Record Peak, Tactical Pullback

Spot gold printed an all-time high at $3,357.40/oz on April 17 before easing to the low $3,320s as traders locked in pre-holiday gains. Even after a modest 0.6% dip, bullion is up over 2% this week and nearly 25% year-to-date—underscoring the intensity of underlying demand.

Why This Spike Looks Different

1. Trade-war tail risk: Trump’s probes into critical imports (minerals, pharma, chips) revived fears of tariff escalation with China and the EU. Investors are flooding into assets resilient to policy shocks and supply disruptions.

2. Deeply negative real yields: The U.S. 10-year yield fell from 4.59% to around 4.33% while breakevens rise, pushing real yields further negative—a sweet spot for non-yielding assets like gold.

3. Central bank demand: EM central banks led by China and India added nearly 450 tons in Q1, and ETFs recorded the longest inflow streak since 2020. Goldman now sees fair value at $3,700 (range $3,650–3,950).

Policy Cross-Currents Support a Higher Floor

The ECB’s seventh 25 bp cut in 12 months widened its divergence from a data-dependent Fed. This pressure weakens the dollar, mechanically boosting gold. Meanwhile, Fed Chair Powell’s concern that tariffs may boost both inflation and unemployment keeps the FOMC in a nervous pause—one rate cut could further energize gold’s momentum.

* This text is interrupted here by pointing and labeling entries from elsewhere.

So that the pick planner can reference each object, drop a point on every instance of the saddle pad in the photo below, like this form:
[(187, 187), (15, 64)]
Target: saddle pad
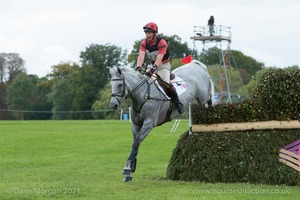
[(179, 84)]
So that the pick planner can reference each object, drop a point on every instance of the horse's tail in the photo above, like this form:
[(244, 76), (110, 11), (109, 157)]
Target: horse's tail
[(212, 100)]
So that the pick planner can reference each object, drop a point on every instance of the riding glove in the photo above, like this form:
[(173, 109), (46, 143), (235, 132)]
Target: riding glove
[(151, 71), (138, 68)]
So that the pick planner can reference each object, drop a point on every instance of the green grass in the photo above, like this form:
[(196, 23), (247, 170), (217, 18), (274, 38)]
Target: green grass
[(84, 160)]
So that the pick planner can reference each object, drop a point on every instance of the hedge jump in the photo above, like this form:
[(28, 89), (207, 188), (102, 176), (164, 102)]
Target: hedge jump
[(246, 126)]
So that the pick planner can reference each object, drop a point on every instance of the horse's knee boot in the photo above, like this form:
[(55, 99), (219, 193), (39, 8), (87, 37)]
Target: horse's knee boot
[(173, 94)]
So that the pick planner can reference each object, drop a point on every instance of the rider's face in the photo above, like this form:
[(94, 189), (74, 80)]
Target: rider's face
[(149, 36)]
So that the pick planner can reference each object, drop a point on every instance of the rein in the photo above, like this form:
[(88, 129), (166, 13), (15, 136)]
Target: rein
[(147, 97)]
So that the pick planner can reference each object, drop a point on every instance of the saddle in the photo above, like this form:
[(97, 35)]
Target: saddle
[(179, 84)]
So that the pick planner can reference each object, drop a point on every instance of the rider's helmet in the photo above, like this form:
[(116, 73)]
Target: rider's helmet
[(151, 27)]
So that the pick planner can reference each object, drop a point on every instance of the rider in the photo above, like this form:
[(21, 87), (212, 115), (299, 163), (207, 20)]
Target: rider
[(157, 50)]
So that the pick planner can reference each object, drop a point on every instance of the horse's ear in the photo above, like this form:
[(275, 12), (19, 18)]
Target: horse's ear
[(119, 71)]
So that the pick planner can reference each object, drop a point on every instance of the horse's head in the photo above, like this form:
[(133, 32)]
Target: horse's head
[(118, 87)]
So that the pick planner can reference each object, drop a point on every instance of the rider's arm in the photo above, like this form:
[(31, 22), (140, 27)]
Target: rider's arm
[(159, 59), (141, 58)]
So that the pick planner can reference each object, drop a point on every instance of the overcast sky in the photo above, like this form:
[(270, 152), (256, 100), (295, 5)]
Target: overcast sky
[(46, 32)]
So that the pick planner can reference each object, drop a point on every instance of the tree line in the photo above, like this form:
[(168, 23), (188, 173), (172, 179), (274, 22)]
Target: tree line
[(82, 90)]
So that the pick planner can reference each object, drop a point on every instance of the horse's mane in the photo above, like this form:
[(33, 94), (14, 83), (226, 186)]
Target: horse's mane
[(114, 71)]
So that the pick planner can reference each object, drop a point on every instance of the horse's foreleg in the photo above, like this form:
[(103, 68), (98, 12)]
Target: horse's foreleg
[(138, 138), (130, 165)]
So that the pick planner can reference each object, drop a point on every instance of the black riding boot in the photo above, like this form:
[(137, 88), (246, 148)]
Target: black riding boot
[(173, 94)]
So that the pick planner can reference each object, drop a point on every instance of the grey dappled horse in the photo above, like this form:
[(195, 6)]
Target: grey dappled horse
[(150, 106)]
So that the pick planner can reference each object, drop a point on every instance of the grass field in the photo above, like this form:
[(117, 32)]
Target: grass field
[(84, 160)]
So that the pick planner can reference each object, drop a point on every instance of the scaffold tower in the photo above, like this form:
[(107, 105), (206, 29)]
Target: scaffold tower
[(220, 37)]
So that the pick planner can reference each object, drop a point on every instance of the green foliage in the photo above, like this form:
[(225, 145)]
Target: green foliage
[(276, 97), (101, 57), (21, 93), (248, 157)]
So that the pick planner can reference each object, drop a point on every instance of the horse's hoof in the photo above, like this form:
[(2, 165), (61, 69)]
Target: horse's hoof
[(127, 178), (133, 165), (127, 171)]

Microstructure and Technicals

Comex gross-long positions are at 18-month highs, though options skew has normalized—suggesting two-way flow post-profit taking. Technical support lies at $3,280 (38.2% April retrace), $3,245, and the 20-day EMA near $3,200. A weekly close above $3,330 would confirm breakout from a flag formation.

Potential Speed Bumps

  • Trade détente: Positive Trump headlines (e.g. Japan, Italy) could trigger positioning cleanouts.
  • Equity margin calls: Large tech losses may force liquidation of profitable gold longs, as in the 2020 flash crash.
  • Dollar squeeze: A DXY rebound—especially if haven flows shift to JPY—could temporarily cap gold.

What Could Extend the Rally to $3,700?

  • Fed cuts: Three 25 bp cuts would send real rates deeper negative, turbocharging gold.
  • Tariff re-escalation: If the 90-day pause lapses with no deal, 125% levies on China could return.
  • Capital flight from equities: Another tech-led drawdown could funnel flows into metals, mirroring the 1980 rotation—but this time with stronger institutional backing.

Portfolio Strategy

  • Core allocation: $3,250 is the new pivot—buy dips to $3,200 targeting $3,550 medium term.
  • Tactical overlay: Consider 3,300/3,400 call spreads financed by 3,150 puts to express directional bias while limiting decay.
  • Hedge structure: Pair long gold with short EUR/JPY optionality—a yen rally is one of few catalysts that could force gold liquidations.

Conclusion

The pullback is a pause, not a trend reversal. Unless tariffs vanish and real yields spike, the path of least resistance remains upward. With structural and tactical drivers aligned, $3,700+ is within reach in Q4.